Being able to accurately and consistently measure the elapsed CPU time is important for toolchain benchmarking. I ran a few experiments today and wrote up the results at: https://wiki.linaro.org/WorkingGroups/ToolChain/Benchmarks/TimerAccuracy
The original is available at: http://bazaar.launchpad.net/~michaelh1/linaro-toolchain-benchmarks/trunk/vie...
Short story: * Use clock_gettime(CLOCK_PROCESS_CPUTIME_ID, ...) * The mean is unaffected by CPU load * I/O load has a significant effect * Use nice -n -20 to reduce the variance
For a CPU bound, non-VFP, L1 bound, 5 s long program: * The variation coefficient is < 0.01 % so we can reliably measure 0.1 % changes * The accuracy is around 50 us
I've changed eembc-linaro and will change denbench-linaro next. I recommend anyone else measuring time on core based benchmarks to do the same.
-- Michael
Hi,
What was the timer used previously for benchmarks ?

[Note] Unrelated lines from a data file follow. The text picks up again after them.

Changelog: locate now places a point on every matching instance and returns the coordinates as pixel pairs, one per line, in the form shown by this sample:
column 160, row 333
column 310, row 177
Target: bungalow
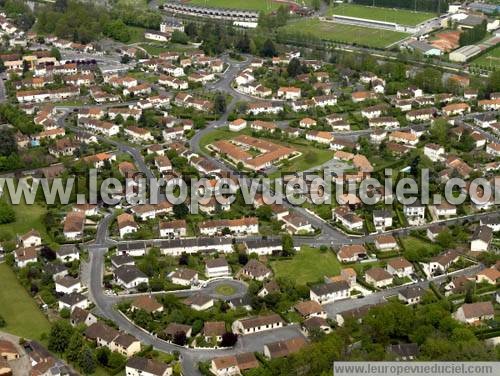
column 68, row 285
column 378, row 277
column 218, row 267
column 489, row 104
column 493, row 148
column 411, row 294
column 383, row 122
column 434, row 152
column 439, row 264
column 184, row 277
column 31, row 239
column 138, row 366
column 81, row 316
column 382, row 219
column 373, row 112
column 138, row 134
column 445, row 209
column 257, row 324
column 72, row 301
column 237, row 125
column 329, row 292
column 360, row 96
column 414, row 213
column 310, row 308
column 481, row 239
column 403, row 137
column 284, row 348
column 400, row 267
column 255, row 270
column 247, row 225
column 146, row 303
column 321, row 137
column 233, row 364
column 474, row 313
column 347, row 218
column 213, row 330
column 173, row 229
column 385, row 242
column 126, row 224
column 129, row 276
column 352, row 253
column 488, row 275
column 199, row 302
column 73, row 225
column 422, row 114
column 456, row 109
column 67, row 253
column 24, row 256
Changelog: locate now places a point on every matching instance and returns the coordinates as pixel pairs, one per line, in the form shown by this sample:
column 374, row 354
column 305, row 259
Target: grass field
column 257, row 5
column 226, row 290
column 19, row 310
column 489, row 59
column 344, row 33
column 400, row 16
column 310, row 157
column 27, row 217
column 308, row 265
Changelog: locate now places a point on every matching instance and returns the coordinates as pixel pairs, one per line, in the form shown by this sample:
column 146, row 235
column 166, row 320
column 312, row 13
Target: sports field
column 341, row 33
column 400, row 16
column 489, row 59
column 258, row 5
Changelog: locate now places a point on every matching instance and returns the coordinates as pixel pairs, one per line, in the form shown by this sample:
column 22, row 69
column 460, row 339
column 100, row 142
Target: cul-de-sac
column 256, row 188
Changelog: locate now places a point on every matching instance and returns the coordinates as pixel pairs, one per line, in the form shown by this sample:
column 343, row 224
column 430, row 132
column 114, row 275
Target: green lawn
column 258, row 5
column 226, row 290
column 400, row 16
column 27, row 217
column 308, row 265
column 489, row 59
column 340, row 33
column 19, row 310
column 310, row 157
column 411, row 242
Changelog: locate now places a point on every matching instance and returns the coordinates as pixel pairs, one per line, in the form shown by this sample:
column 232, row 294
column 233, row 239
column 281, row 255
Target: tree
column 59, row 336
column 74, row 347
column 220, row 104
column 180, row 338
column 87, row 361
column 294, row 67
column 60, row 6
column 179, row 37
column 7, row 213
column 268, row 49
column 229, row 339
column 287, row 243
column 181, row 211
column 191, row 29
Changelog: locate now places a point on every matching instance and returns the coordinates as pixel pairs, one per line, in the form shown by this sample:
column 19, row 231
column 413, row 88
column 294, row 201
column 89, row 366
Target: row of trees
column 86, row 22
column 439, row 6
column 69, row 342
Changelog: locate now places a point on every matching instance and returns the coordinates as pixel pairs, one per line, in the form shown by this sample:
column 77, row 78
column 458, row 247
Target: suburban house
column 474, row 313
column 329, row 292
column 378, row 277
column 218, row 267
column 257, row 324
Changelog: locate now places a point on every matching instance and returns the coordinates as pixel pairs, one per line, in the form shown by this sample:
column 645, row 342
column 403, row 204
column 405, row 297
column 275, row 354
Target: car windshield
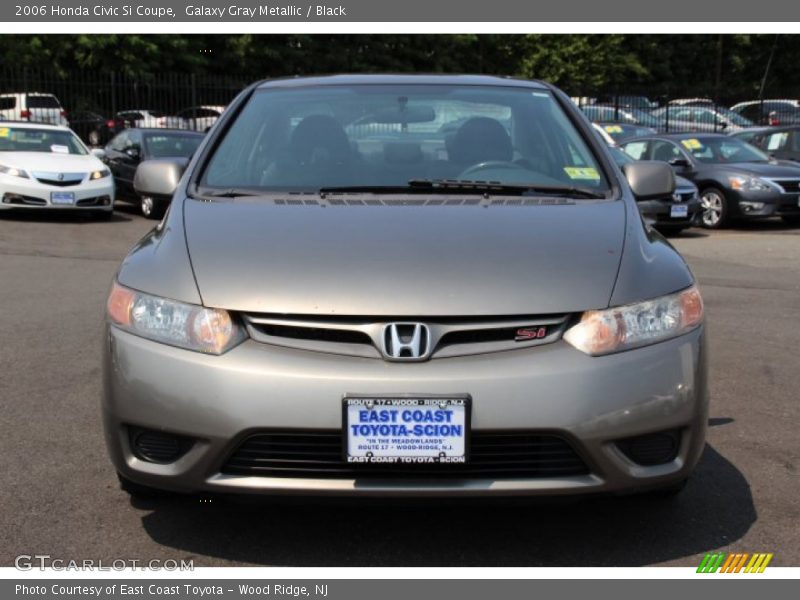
column 162, row 145
column 719, row 150
column 735, row 117
column 23, row 139
column 43, row 102
column 620, row 157
column 385, row 136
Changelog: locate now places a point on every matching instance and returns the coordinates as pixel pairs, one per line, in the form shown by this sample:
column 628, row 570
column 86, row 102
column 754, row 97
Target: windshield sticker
column 582, row 173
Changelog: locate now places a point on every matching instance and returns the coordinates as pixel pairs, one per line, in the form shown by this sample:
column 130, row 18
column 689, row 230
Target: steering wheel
column 489, row 165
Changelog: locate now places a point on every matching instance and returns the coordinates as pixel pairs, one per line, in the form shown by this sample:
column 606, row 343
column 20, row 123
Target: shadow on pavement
column 714, row 510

Your page focuses on accuracy while I think an important point is already the availability/functionality of clock_gettime(CLOCK_PROCESS/THREAD_CPUTIME_ID, ...) on ARM, which measures process/thread execution time vs "wall time" for most other timer APIs. Good to know it looks accurate (and Internet seems to say that API is available on Android)
Generally your program is alone to be benchmarked so wall time converges to exec time but as you suggest, it would be more correct to use this clock.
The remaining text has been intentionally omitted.